Negli anni avete siglato sinergie importanti. Quali le principali?
«Di certo aver potuto collaborare con le istituzioni amministrative e sanitarie della nostra provincia ci ha permesso di raggiungere non solo risultati importanti per la categoria, ma soprattutto per la tutela della salute pubblica. Come detto, crediamo che i cittadini abbiano potuto affrontare la pandemia in condizioni migliori rispetto ad altre aree proprio grazie alla nostra organizzazione, mentre l’anno precedente avevamo costituito l’Unione delle professioni sanitarie che, in collaborazione con l’Ordine dei Medici ha accelerato l’introduzione della ricetta elettronica semplificando notevolmente la vita delle persone. Anche il progetto “Sperimentazione Romagna” di 2 anni fa è andato bene nonostante non abbia trovato un’applicazione piena. L’obiettivo principale era garantire un accesso più immediato ai farmaci attraverso le farmacie, valorizzando, così, il loro ruolo strategico. Un progetto innovativo che prevedeva un possibile risparmio nell'acquisto dei farmaci da riversare nei servizi da offrire ai cittadini, tramite le farmacie, ma osteggiato dall’industria farmaceutica. Continuo a credere che la nostra fosse una scelta giusta visto che la farmacia è un servizio pubblico a prescindere da chi lo gestisce ed ha futuro solo se resta nel pubblico, diversamente rischia di fare la fine di un negozio “di vicinato”. Come detto, comunque, una parte di successo il progetto l’ha avuto con l’introduzione della distribuzione dei presidi per diabetici in farmacia, cosa possibile solo in Romagna».

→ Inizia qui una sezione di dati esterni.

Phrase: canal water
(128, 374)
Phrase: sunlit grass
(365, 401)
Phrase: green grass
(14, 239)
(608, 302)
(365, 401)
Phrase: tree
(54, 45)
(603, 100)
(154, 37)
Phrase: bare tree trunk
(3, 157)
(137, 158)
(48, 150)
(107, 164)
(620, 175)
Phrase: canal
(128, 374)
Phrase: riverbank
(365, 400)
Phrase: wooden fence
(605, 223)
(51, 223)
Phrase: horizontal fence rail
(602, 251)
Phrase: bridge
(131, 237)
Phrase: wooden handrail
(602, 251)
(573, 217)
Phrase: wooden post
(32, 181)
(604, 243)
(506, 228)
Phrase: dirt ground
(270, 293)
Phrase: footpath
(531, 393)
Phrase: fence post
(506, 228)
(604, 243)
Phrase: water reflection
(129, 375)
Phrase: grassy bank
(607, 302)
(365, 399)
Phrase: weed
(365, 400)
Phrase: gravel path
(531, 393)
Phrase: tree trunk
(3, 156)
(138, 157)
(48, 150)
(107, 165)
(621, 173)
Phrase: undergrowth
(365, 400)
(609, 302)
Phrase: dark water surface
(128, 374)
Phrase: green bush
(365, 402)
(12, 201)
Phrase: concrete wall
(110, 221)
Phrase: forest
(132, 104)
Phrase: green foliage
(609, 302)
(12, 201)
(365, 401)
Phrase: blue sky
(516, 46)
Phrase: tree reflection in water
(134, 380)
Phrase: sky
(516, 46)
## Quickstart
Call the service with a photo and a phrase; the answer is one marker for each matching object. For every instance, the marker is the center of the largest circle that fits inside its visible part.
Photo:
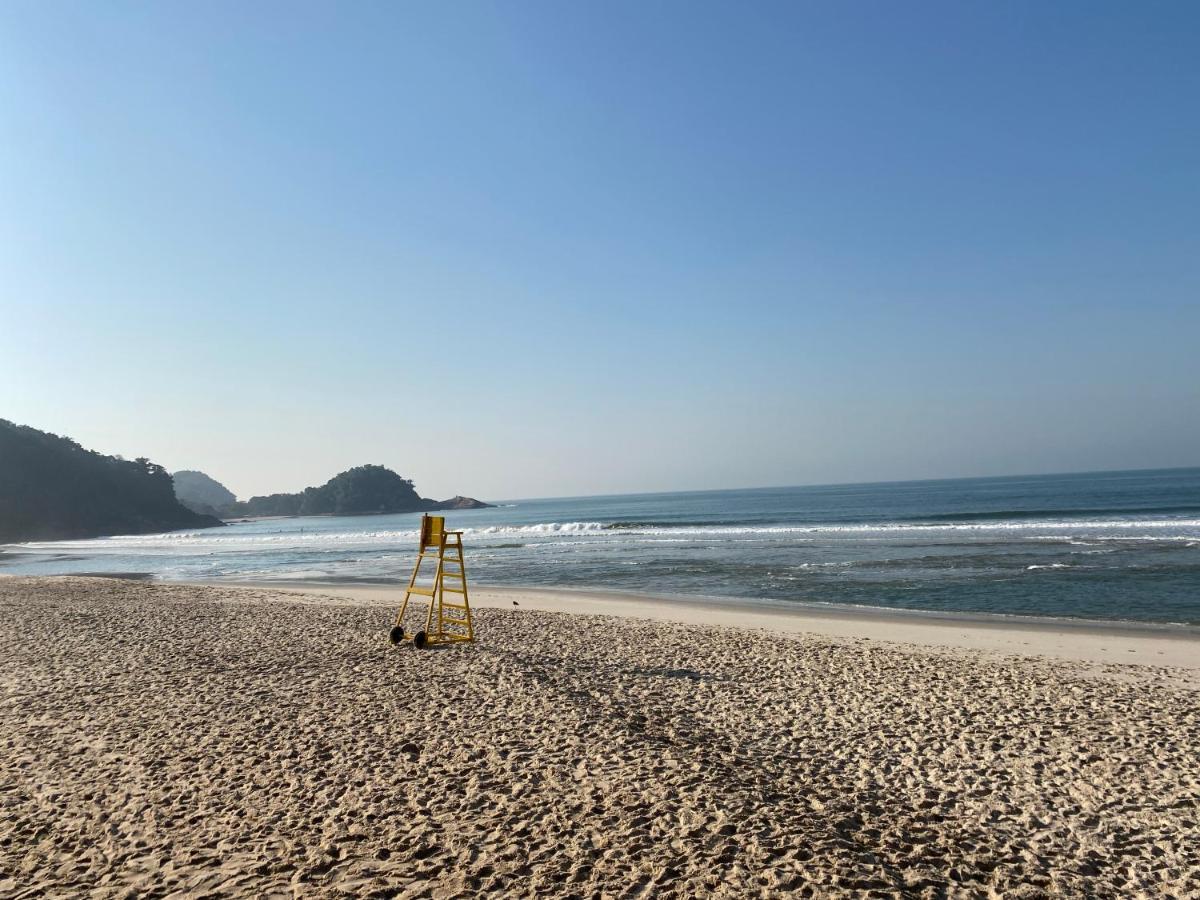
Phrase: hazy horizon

Lo scorso giugno la Regione ha siglato una delibera per finanziare la sperimentazione della farmacie dei servizi che prevede l’erogazione di prestazioni in convenzione. La farmacia diventerà, così, un’interfaccia del sistema pubblico. Che ne pensa? «La Regione ha stanziato 3 milioni di euro per la sperimentazione della farmacia dei servizi ed abbiamo il fondo nazionale che prevede applicazione della telemedicina, strumento eccezionale anche per ridurre le liste d'attesa. Se pensiamo, infatti, che in provincia abbiamo un centinaio di farmacie è facile comprendere come se anche solo il 70%, per questioni di spazio, offre il servizio di elettrocardiogramma le persone possono usufruire più rapidamente di questo servizio. Come avrebbero fatto le Ausl se le farmacie non avessero effettuato i tamponi durante la pandemia? Da anni le farmacie emiliano-romagnole sono attive con le prestazioni in telemedicina ed i servizi in convezione daranno uno slancio ulteriore e consentirà alla farmacia di diventare davvero un’interfaccia del sistema pubblico».